2745 Ingo Struewing	2008-12-30
      Bug#40944 - Backup: crash after myisampack
      
      After restore of a compressed MyISAM table, the server crashed
      when the table was accessed.
      
      The problem was twofold.
      
      1. The crash happened in the MyISAM keycache. It did not handle
      an error in reading a block correctly. This is now fixed in
      key_cache_read(), key_cache_insert(), and key_cache_write().
      Their BLOCK_ERROR handling does now follow a common pattern.
      Erroneous blocks are no longer put to the LRU ring, but freed.
      
      2. After fixing the above, accesses to a restored compressed table
      failed with error messages about a corrupted table. Restore of a
      table works by dropping the old table if exists, creating a new
      one, and loading the data from the backup image. The MyISAM
      native driver writes directly to the table files, what was there
      at backup time. This works even for compressed tables, as long as
      the table is freshly opened after loading the data. But RESTORE
      needs to keep the table write locked until it is complete. This
      includes keeping the table open. When restore is done, it unlocks
      the tables and requests close. But our table cache does not
      perform a full close. It marks it unused and keeps it open in the
      cache. Later statements reuse the open table. But when the MyISAM
      table format changes, we must force a full close. Since this is
      difficult to detect, we do now always force close of restored
      tables.
[18 Jan 11:58] Ingo Strüwing
Queued to 6.0-backup.
[2 Feb 17:07] Bugs System
Pushed into 6.0.10-alpha (revid:sergefp@mysql.com-20090202090240-dlkxhmc1asrar5rl)
(version source revid:sergefp@mysql.com-20090129100938-qvke7a9krg24l8pl) (merge vers:
6.0.10-alpha) (pib:6)
[6 Feb 10:18] Guilhem Bichot
Still exists. I have 6.0-backup at revision
jorgen.loland@sun.com-20090203074809-1l4sh01tklb3cxfm

I'm attaching a patch (which adds some DEBUG_SYNC and a repeatable way to get the
problem). Apply the patch, rebuild and run
./mtr backup_myisam
it fails with
mysqltest: At line 60: query 'reap' failed: 126: Incorrect key file for table
'./mysql_db1/t1.MYI'; try to repair it
[6 Feb 10:19] Guilhem Bichot
patch to repeat bug under deterministic concurrency

Attachment: bug40944.txt (text/plain), 1.69 KiB.
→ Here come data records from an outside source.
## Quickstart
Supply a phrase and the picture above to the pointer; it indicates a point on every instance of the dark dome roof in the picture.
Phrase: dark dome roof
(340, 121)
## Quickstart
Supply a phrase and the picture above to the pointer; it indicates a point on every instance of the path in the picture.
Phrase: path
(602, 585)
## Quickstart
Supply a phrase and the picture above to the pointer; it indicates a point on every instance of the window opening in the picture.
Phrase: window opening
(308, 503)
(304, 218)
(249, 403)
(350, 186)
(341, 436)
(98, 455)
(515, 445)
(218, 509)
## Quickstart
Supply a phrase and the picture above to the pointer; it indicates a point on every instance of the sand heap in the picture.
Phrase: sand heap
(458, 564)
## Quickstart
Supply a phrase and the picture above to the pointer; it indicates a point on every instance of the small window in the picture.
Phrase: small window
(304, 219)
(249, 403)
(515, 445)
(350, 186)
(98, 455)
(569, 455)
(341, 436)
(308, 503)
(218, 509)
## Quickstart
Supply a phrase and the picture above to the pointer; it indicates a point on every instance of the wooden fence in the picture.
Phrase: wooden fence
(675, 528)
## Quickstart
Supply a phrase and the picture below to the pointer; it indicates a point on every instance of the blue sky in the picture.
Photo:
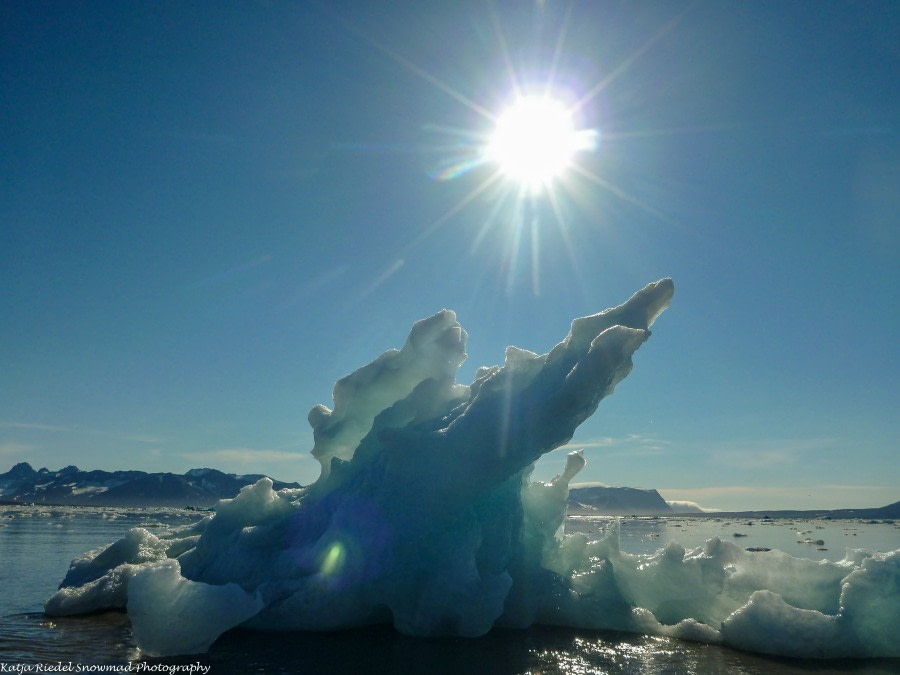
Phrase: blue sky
(211, 214)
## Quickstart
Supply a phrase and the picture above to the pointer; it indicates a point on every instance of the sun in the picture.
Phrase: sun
(535, 141)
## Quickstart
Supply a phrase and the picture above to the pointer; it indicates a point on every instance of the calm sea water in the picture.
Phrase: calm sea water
(37, 543)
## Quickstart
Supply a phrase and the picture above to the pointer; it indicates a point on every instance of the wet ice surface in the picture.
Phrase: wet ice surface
(425, 518)
(36, 544)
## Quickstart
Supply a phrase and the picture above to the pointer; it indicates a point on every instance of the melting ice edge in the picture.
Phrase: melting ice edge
(425, 517)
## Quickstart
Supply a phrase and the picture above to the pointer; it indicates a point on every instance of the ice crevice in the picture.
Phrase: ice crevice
(424, 516)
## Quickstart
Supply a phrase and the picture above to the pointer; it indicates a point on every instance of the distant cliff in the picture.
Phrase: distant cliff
(616, 501)
(198, 487)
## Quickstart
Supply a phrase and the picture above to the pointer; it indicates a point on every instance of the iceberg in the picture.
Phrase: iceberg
(425, 517)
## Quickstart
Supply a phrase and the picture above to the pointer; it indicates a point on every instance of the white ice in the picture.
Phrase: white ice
(424, 516)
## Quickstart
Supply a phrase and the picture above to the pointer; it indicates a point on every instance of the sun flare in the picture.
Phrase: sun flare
(535, 141)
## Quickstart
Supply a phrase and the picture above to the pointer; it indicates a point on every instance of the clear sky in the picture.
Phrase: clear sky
(209, 212)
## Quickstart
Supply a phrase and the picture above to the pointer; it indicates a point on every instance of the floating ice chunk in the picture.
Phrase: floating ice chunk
(172, 615)
(424, 516)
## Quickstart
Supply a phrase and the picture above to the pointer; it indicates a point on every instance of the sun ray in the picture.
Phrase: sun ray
(630, 59)
(621, 194)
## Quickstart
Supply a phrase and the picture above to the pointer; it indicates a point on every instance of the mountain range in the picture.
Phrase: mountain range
(71, 486)
(202, 488)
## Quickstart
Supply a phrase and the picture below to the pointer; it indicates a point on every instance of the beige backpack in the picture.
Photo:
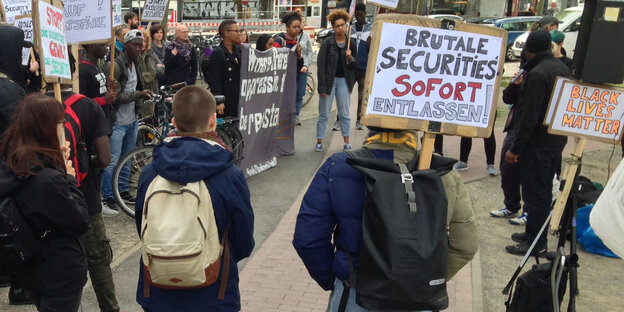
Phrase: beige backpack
(179, 239)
[6 Feb 10:24] Guilhem Bichot
here is an explanation of why the bug is still there:
http://lists2.mysql.com/commits/65442
[10 Feb 11:08] Ingo Strüwing
Waiting for the runtime team to provide an open_and_lock_tables(), which accepts name
locks (exclusive mdl locks) on the tables.
[23 Feb 13:12] Ingo Strüwing
Depends on Bug#42895 (Please implement a table open interface for name-locked tables)
[8 Jun 14:01] Ingo Strüwing
Thank you, Guilhem, for a repeatable test case.

RESTORE drops the tables to be restored, if they exist.
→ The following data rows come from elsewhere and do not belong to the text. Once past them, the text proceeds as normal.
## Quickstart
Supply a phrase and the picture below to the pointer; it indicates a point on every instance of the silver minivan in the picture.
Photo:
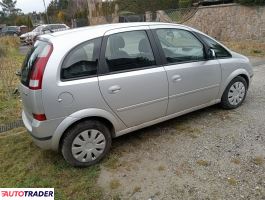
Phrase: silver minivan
(80, 88)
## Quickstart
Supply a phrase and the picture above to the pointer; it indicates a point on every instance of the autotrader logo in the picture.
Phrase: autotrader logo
(27, 193)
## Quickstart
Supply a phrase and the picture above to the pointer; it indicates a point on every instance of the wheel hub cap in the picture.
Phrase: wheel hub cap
(88, 145)
(236, 93)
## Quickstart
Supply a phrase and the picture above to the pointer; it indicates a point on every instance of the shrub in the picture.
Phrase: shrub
(185, 3)
(251, 2)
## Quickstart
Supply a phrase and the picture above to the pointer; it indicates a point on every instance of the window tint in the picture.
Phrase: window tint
(82, 61)
(220, 52)
(129, 50)
(180, 45)
(40, 48)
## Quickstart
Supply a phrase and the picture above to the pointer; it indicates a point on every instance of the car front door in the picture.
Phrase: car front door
(194, 81)
(131, 80)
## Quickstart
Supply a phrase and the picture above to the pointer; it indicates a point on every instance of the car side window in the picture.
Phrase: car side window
(128, 51)
(180, 46)
(220, 52)
(82, 61)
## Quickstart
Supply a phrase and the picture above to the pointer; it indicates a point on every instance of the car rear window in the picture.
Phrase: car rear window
(39, 48)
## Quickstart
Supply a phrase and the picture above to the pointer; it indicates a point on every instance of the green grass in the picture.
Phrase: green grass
(25, 165)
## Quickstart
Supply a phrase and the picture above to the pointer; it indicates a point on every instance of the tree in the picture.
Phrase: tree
(9, 7)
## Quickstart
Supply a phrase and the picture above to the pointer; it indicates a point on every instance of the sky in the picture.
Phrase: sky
(31, 5)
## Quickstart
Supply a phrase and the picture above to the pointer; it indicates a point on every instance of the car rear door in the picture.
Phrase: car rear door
(132, 80)
(194, 81)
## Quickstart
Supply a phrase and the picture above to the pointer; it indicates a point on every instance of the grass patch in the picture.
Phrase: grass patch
(248, 48)
(114, 184)
(161, 168)
(235, 161)
(25, 165)
(258, 160)
(232, 181)
(203, 163)
(111, 162)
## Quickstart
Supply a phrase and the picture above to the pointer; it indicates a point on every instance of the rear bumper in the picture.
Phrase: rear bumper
(41, 132)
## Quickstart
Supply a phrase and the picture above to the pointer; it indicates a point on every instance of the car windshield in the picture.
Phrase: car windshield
(38, 29)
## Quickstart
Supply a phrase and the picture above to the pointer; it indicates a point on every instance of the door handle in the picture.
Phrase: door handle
(114, 89)
(176, 78)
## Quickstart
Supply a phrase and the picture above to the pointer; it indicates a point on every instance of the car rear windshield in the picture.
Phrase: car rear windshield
(39, 48)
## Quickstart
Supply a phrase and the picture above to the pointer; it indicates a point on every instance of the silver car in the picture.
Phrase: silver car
(30, 37)
(80, 88)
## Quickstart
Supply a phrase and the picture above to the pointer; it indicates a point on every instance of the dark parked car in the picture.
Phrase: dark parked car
(10, 30)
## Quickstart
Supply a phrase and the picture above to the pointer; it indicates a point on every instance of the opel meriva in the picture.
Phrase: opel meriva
(80, 88)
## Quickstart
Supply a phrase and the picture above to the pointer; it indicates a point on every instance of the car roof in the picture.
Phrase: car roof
(77, 35)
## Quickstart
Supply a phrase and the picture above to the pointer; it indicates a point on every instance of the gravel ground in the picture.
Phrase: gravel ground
(207, 154)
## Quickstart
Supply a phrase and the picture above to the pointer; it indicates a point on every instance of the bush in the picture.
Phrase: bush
(251, 2)
(8, 41)
(185, 3)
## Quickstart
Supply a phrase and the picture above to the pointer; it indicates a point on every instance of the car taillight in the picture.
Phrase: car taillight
(35, 82)
(39, 117)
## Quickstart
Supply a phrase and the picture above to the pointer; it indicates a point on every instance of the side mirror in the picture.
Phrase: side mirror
(211, 54)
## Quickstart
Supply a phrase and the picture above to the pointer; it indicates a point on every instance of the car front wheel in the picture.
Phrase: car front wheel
(86, 143)
(235, 93)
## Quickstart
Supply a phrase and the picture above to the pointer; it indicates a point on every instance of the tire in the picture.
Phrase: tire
(86, 137)
(235, 93)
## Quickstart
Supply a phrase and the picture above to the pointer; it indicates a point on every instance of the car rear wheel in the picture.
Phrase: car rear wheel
(86, 143)
(235, 93)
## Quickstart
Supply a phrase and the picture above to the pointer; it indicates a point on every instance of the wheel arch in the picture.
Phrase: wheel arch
(239, 72)
(88, 114)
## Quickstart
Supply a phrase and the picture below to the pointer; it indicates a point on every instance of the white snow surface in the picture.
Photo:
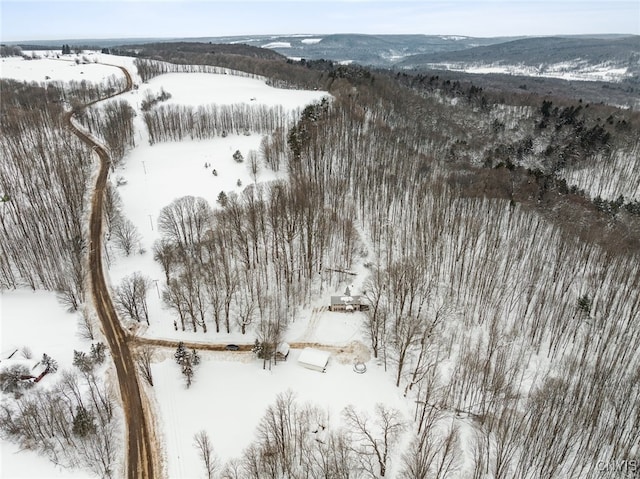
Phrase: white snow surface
(277, 45)
(205, 88)
(231, 390)
(36, 320)
(574, 70)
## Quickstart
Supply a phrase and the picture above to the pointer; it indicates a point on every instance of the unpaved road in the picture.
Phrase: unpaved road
(141, 451)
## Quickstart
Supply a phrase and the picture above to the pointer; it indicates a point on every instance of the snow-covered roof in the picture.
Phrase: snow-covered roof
(314, 357)
(345, 299)
(283, 349)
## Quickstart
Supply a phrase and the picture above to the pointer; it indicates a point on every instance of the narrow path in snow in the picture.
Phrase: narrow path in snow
(141, 461)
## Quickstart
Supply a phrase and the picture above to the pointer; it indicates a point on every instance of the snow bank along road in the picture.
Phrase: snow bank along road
(141, 453)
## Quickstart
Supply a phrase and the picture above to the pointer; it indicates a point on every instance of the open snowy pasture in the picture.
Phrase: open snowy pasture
(35, 322)
(152, 176)
(205, 88)
(231, 391)
(63, 69)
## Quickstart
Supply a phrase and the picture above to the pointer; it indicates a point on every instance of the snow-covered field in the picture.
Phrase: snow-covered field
(230, 390)
(37, 321)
RESTORE creates new tables from the CREATE TABLE statement from
the backup image file.

RESTORE opens and locks the tables to be restored with TL_WRITE.

SELECT opens and tries to lock one of the tables being restored.
It blocks in thr_multi_lock().

RESTORE loads all the table data.

RESTORE tries to close all restored tables with
close_cached_tables(..., table_list, ...).
Here, the table share version for all tables in the list is reset.
The reason for this operation is that native restore drivers could
restore the tables in a different format, e.g. compressed.
Every thread that uses the table after RESTORE must use a freshly
opened table, so that the correct format is loaded in the memory
structures (here the MyISAM share).

RESTORE closes (and unlocks) all tables open by its own thread.

SELECT awakes from thr_multi_lock(). The table share version
is not checked again. It happily uses the still open TABLE with
the old MyISAM share information.

We need a lock, that prevents other statements to even open the
tables in restore. This is the intention for Bug#42895/WL#4844.
[17 Nov 17:26] Ingo Strüwing
The patch for Bug#42895/Wl#4844 (Implement a locking scheme for RESTORE) solves this bug
too. Queued to mysql-6.0-backup.